After the "Saturday Night Live" skit, Paul Steiger, the former executive editor of The Wall Street Journal and the editor
in chief of ProPublica, was among those who wrote to the show's producer, Lorne Michaels, saying the Sandlers had been unfairly
vilified. Michaels apologized for the skit (which suggested that the Sandlers "should be shot") and removed it from NBC's
Herbert Sandler says Wachovia did not work hard enough to help struggling borrowers, and that his loans became scapegoats
for other problems at Wachovia. He remains confident that losses on its loans will not reach Wells Fargo's projections.
He says World Savings was hit especially hard because it had made so many loans in volatile markets like inland California,
but he disputes homeowner assertions that his option ARMs are at fault.
"We have not been able to identify one delinquency, much less a foreclosure, that is due to the product," Sandler said,
adding that "if home prices had not dropped, you wouldn't see" a single article.
Over all, analysts expect the option ARM fallout to be brutal. Fitch Ratings, a leading credit rating agency, recently
reported that payments on nearly half of the $200 billion worth of option ARMs it tracks will jump 63 percent in the next
two years causing mortgage delinquencies to rise sharply.
Sandler says that his loans are not in the pool that will become distressed in the next few years; he says they reset at
a later date. He adds that were he not sure that the market would recover he would have sold his Wachovia stock at the time
of the takeover. His charity has sold off much of its Wachovia stock, but he said he and his wife retain a substantial portion
of their personal holdings.
Still, the Sandlers have their detractors.

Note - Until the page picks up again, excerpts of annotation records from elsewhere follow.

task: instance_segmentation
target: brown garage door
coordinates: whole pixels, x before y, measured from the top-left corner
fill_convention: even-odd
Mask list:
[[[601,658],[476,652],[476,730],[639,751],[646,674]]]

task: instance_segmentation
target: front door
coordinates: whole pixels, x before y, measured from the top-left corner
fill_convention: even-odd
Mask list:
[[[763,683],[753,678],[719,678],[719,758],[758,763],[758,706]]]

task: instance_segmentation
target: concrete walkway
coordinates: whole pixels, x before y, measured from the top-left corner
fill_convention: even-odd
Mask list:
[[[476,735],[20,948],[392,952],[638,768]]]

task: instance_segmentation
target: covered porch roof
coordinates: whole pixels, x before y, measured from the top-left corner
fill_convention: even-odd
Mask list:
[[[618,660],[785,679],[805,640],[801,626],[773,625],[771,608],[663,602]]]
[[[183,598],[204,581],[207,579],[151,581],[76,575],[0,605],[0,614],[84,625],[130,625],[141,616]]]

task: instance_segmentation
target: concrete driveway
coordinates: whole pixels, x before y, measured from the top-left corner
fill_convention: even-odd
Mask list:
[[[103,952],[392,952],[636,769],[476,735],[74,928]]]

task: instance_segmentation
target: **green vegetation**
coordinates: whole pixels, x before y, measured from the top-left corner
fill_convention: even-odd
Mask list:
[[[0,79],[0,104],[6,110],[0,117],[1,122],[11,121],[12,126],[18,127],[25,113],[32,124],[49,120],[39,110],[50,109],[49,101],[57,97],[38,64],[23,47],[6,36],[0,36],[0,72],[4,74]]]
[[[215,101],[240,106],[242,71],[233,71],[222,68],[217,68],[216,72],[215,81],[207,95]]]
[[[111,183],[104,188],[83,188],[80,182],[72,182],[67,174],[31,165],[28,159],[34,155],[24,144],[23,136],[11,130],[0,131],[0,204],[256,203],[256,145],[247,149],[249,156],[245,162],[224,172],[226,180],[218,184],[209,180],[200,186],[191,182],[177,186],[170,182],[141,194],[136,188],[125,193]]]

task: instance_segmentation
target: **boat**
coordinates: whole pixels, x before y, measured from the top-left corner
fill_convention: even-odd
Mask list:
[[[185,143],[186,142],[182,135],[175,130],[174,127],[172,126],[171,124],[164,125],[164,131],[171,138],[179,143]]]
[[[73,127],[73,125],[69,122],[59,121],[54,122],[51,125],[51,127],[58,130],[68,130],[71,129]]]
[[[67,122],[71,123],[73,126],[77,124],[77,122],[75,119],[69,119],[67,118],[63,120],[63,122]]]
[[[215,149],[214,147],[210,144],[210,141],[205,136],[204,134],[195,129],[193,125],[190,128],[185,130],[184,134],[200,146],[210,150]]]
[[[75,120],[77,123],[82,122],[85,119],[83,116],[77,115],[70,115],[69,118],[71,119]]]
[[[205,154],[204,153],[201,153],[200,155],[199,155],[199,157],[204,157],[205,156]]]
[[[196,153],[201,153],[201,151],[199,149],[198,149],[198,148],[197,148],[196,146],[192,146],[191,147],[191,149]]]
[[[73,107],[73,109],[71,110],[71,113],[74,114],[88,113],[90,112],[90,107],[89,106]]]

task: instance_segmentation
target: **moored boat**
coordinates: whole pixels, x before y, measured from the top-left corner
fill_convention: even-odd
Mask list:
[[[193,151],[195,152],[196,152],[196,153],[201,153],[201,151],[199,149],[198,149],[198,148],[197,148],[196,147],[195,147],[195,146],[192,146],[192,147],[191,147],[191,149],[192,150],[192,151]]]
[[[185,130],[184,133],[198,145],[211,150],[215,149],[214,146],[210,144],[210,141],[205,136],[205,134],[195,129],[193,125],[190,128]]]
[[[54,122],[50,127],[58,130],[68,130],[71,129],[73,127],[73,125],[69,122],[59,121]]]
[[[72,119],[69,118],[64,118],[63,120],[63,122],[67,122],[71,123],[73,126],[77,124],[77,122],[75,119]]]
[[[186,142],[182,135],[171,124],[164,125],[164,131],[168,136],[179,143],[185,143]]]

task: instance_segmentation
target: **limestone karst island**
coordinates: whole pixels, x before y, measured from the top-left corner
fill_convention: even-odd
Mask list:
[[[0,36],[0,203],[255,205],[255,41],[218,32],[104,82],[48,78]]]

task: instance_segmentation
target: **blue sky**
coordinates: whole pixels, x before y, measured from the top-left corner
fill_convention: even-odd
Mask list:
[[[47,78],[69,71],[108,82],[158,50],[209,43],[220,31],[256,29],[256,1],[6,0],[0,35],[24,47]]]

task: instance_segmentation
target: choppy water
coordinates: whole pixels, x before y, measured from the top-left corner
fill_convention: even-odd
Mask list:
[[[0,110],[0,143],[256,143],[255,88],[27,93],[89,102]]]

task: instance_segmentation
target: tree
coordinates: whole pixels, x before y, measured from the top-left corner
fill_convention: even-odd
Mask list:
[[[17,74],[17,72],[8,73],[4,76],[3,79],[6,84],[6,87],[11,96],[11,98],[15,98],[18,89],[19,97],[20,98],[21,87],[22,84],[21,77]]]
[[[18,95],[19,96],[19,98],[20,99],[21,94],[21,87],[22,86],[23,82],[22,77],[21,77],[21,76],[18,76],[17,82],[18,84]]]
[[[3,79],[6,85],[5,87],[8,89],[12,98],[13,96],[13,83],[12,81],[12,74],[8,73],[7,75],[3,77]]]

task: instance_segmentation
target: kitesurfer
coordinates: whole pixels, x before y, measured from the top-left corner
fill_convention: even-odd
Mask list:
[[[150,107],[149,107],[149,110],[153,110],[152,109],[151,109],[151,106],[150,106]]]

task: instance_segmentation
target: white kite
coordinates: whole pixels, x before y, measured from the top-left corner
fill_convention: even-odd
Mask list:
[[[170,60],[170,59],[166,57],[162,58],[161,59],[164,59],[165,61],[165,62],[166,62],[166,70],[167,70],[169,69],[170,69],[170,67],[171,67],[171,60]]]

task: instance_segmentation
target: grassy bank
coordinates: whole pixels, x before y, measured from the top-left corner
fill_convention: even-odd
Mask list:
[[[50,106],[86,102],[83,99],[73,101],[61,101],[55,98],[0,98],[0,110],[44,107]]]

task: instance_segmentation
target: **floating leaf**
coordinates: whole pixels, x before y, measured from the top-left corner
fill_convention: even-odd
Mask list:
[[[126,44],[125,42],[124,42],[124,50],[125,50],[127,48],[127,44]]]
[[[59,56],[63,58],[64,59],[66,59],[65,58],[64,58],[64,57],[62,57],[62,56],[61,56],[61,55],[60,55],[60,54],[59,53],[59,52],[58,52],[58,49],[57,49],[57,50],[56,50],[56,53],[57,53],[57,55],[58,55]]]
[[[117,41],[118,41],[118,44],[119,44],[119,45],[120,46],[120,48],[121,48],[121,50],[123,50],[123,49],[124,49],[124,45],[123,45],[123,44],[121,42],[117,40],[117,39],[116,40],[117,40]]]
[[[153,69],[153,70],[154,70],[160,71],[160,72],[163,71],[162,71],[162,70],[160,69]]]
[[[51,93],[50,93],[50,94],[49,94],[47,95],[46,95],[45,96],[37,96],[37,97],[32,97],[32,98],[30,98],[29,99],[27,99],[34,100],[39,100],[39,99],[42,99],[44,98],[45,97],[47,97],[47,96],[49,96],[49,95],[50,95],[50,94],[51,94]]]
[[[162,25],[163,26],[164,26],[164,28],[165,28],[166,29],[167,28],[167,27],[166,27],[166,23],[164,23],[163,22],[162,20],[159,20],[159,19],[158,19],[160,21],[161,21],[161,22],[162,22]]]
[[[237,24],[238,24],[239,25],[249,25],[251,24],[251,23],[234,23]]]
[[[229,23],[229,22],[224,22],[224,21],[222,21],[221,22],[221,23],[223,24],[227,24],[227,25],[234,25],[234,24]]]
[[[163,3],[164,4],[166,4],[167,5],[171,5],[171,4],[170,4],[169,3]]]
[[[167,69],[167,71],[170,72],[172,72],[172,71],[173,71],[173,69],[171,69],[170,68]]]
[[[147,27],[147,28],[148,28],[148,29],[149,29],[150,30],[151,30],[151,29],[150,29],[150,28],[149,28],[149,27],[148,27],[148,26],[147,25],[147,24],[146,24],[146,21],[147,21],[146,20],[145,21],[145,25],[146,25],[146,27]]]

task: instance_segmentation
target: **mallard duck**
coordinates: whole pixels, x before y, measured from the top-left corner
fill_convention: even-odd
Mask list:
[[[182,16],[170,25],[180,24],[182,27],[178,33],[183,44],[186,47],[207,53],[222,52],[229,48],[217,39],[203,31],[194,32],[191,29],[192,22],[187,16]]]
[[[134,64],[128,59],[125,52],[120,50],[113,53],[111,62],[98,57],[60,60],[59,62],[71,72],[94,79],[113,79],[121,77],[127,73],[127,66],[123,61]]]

"As the largest and most respected regulated institution providing option ARMs, I hold the Sandlers responsible because
a large percentage of home borrowers but not all should have been advised that it was in their best interest
to have a fixed-rate mortgage," said Robert Gnaizda, general counsel for the Greenlining Institute, a homeowner advocacy group.
"I believe that financial institutions have a quasi-fiduciary responsibility not to mislead the borrower."
Sandler insists that World Savings prided itself on ethical conduct and that untoward behavior was never tolerated. "We
were also a family, and you expected people to live their personal and business lives in a particular way," he said.